Caravaggio had painted the saint in the moment before he raised his head to see the darkness lift.
It had been so for me
, he thought. These paintings were the extended hand of Christ to
his art, calling him on to his vocation. He was still following it, wondering where it would lead – just as Matthew wasn’t saved when Christ called him; the saint had to wait years,
work hard at his faith and keep the light in his sight.
Until his martyrdom.

‘The darkness, Maestro Caravaggio. Yes, the darkness.’

He felt Scipione close, the cardinal’s breath on his cheek. It was sweet, like a woman’s.

‘We’re accustomed to biblical scenes with a delightful Tuscan landscape in the background,’ Scipione went on. ‘Yet when I saw your
Matthew
, enclosed in a basement
room, I was unable to escape from the spiritual intensity of the moment. My eye had no opportunity to wander away from it into the accompanying scenery.’
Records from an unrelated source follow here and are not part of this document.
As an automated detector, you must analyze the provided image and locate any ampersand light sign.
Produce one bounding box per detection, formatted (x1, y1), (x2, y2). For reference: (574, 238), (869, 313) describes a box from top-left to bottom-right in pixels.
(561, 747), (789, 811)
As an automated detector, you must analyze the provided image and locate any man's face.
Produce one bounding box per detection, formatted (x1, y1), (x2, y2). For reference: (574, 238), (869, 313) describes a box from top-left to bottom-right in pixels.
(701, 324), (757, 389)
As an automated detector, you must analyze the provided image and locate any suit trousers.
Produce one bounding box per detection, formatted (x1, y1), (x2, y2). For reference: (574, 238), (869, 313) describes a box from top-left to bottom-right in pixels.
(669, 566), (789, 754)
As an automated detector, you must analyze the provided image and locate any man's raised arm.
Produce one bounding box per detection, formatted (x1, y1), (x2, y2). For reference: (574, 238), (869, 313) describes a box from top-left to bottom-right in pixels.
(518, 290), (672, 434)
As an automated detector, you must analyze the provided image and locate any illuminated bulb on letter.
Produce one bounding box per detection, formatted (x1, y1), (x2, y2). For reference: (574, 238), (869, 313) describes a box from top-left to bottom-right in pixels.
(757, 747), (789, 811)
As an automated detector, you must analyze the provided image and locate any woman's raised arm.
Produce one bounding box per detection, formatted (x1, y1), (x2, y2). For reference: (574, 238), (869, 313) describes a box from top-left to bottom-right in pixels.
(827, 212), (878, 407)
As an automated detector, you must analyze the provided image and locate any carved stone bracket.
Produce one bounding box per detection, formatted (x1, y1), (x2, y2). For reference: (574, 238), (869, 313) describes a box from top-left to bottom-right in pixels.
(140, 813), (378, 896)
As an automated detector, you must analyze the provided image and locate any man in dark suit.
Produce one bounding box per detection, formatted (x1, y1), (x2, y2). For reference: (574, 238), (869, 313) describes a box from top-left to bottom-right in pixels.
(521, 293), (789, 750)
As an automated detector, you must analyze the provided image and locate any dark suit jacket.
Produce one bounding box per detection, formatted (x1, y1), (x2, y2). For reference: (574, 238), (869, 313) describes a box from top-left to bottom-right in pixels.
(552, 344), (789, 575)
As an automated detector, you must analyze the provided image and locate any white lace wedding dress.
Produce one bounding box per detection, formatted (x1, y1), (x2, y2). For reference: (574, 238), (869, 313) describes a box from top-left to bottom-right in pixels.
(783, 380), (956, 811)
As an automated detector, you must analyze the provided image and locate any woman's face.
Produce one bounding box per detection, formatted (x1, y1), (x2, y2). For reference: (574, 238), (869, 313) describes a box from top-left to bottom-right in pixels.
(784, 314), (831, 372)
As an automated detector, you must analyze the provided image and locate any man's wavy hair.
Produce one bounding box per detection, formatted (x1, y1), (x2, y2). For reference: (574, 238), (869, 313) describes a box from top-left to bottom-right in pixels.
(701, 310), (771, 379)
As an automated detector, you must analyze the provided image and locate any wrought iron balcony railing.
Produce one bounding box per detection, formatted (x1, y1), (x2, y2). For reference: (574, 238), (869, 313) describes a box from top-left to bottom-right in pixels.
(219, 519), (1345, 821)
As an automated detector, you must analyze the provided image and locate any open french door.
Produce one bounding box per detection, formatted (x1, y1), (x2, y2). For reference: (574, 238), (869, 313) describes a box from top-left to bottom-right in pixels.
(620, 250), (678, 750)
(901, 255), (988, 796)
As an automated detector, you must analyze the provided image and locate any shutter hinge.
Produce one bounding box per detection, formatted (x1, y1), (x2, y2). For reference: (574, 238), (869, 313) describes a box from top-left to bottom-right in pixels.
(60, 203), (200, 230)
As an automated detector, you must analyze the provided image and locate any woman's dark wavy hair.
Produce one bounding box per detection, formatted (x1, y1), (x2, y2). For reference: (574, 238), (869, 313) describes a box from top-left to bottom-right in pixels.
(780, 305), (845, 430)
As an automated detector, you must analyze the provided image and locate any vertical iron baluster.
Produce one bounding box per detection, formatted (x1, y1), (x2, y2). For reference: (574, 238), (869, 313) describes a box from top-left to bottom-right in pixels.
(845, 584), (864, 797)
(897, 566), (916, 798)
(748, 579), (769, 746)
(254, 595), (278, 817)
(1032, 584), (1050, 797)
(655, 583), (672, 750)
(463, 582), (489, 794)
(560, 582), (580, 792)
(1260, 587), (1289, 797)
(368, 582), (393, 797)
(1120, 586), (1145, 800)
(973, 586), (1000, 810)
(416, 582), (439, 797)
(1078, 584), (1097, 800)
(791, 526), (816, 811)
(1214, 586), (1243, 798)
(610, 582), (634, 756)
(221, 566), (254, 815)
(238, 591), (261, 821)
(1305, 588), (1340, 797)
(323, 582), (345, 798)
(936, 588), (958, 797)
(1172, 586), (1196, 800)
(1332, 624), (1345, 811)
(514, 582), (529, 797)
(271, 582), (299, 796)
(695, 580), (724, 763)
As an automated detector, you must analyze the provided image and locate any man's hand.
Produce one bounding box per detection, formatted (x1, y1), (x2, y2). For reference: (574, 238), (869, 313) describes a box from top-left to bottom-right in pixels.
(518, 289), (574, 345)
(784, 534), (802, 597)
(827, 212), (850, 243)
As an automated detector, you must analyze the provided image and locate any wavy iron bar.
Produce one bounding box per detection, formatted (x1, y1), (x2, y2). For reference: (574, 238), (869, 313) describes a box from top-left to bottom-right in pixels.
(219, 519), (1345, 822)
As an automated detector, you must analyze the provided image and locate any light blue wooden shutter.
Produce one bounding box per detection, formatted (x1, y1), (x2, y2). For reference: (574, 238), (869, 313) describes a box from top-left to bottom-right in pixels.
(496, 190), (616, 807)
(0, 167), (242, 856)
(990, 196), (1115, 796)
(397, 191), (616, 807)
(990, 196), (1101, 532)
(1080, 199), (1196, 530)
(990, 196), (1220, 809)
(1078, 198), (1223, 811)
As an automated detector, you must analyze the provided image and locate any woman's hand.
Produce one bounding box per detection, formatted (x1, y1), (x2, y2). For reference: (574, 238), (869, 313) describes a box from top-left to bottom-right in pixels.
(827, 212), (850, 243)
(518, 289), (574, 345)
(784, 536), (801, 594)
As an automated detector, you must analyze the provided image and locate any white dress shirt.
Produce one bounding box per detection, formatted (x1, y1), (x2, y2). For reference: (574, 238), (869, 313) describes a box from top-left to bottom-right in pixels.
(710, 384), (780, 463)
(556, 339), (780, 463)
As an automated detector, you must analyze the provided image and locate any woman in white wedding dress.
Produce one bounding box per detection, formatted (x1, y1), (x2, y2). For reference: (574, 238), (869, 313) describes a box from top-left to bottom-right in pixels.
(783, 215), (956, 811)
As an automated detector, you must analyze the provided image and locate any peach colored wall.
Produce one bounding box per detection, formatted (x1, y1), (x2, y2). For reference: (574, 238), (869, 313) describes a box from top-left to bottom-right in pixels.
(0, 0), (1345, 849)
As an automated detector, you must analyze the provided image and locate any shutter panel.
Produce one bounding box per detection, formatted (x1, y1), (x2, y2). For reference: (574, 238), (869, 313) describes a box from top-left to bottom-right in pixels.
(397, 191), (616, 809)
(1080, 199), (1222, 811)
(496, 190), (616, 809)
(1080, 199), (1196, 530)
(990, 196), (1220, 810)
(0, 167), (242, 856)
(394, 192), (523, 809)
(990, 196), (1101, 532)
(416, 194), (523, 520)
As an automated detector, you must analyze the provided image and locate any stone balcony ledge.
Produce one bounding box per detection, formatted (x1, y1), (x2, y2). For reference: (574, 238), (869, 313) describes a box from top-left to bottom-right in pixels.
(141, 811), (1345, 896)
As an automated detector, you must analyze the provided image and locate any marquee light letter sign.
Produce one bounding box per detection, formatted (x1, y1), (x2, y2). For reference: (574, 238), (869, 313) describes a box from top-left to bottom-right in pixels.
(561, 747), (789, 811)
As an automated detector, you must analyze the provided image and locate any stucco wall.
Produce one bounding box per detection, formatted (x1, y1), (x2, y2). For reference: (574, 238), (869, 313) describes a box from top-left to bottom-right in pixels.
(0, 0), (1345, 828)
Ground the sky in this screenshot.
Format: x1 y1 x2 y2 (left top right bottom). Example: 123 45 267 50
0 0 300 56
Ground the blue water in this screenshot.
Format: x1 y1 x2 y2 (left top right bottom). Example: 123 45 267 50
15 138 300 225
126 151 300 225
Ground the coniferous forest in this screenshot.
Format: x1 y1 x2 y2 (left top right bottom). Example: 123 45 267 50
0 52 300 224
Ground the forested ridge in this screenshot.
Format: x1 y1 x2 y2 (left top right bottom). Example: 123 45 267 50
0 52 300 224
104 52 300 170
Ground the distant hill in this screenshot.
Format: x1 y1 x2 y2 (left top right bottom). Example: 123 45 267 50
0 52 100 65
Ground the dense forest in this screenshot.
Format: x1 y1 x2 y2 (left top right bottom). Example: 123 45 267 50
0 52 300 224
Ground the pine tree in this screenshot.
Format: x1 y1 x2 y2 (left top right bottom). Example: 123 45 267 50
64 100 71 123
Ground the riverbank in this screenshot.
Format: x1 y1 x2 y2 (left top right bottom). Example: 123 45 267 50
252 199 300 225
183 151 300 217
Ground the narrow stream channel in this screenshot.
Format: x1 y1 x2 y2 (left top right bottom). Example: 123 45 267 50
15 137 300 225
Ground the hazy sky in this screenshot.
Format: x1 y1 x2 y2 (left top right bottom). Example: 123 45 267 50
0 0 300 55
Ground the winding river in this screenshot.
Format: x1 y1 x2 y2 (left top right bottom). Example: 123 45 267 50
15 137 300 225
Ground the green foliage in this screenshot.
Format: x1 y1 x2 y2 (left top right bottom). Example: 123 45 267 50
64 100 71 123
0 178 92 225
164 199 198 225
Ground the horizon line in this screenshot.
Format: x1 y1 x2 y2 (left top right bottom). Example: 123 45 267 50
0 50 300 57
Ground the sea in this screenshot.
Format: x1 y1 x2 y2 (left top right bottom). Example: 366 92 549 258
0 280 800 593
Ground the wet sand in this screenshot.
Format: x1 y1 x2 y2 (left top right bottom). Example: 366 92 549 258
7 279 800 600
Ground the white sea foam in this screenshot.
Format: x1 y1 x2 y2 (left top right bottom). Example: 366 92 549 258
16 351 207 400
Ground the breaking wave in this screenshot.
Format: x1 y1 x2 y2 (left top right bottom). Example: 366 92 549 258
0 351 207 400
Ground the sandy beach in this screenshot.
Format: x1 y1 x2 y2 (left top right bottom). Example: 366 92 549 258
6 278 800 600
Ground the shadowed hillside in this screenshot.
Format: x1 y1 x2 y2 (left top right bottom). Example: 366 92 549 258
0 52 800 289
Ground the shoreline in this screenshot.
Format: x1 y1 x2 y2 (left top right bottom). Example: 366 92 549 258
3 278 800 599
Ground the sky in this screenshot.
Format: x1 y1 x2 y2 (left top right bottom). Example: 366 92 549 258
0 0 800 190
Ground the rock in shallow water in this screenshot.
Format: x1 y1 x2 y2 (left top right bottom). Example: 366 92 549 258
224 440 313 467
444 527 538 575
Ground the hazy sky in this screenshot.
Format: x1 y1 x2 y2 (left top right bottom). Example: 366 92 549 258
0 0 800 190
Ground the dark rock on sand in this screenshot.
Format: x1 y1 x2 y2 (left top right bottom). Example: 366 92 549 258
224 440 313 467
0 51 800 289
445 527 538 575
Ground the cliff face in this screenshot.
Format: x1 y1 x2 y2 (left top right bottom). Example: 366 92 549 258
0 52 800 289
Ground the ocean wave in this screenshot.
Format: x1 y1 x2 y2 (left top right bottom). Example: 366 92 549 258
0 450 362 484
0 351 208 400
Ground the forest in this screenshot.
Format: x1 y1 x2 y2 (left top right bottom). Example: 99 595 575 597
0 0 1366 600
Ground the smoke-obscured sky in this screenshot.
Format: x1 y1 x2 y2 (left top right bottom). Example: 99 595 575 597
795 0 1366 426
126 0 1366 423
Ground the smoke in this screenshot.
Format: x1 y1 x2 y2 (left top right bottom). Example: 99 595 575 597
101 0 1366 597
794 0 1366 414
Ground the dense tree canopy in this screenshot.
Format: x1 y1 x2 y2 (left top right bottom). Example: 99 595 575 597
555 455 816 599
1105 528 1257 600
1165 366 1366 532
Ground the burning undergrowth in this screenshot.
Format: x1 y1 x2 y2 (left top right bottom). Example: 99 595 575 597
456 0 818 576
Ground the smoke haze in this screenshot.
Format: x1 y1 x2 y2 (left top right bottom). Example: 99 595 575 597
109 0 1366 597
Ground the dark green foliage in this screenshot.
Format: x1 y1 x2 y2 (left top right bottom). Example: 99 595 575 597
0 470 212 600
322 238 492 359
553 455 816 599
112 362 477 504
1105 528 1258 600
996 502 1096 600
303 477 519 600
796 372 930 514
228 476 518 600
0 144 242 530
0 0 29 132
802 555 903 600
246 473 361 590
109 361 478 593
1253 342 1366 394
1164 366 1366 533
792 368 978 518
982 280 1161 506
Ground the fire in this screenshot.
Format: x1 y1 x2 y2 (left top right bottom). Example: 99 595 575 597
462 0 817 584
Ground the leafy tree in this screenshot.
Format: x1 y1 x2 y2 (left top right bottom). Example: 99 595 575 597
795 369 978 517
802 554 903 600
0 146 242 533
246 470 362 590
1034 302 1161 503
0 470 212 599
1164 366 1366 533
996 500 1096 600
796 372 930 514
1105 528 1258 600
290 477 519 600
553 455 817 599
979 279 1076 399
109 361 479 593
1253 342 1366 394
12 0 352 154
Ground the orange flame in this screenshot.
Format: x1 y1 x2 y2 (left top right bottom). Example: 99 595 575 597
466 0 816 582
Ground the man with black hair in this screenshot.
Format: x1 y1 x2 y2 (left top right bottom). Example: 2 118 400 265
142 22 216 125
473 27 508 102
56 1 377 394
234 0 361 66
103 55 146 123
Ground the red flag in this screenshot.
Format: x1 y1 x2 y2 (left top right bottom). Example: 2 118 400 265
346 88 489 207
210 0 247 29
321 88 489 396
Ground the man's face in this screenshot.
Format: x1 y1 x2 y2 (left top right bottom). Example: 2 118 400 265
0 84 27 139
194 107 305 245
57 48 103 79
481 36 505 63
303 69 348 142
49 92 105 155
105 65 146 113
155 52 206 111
Caravaggio inclined his head to show himself gratified. The slash in his hose caught his eye again.
To whom do I owe?

‘May one find spiritual intensity in any subject?’ Scipione said.

‘It depends on one’s spirit, Your Illustriousness.’

‘Quite. Well, I’m sure you’ll find whatever there is to be uncovered in his face.’

To whom do I owe?
Caravaggio looked up at Scipione. ‘His face? I beg your pardon, Your Illustriousness?’

‘I’m commissioning you to do something to fill the nice gilded frame that, I notice, made you frown even at mention of it.’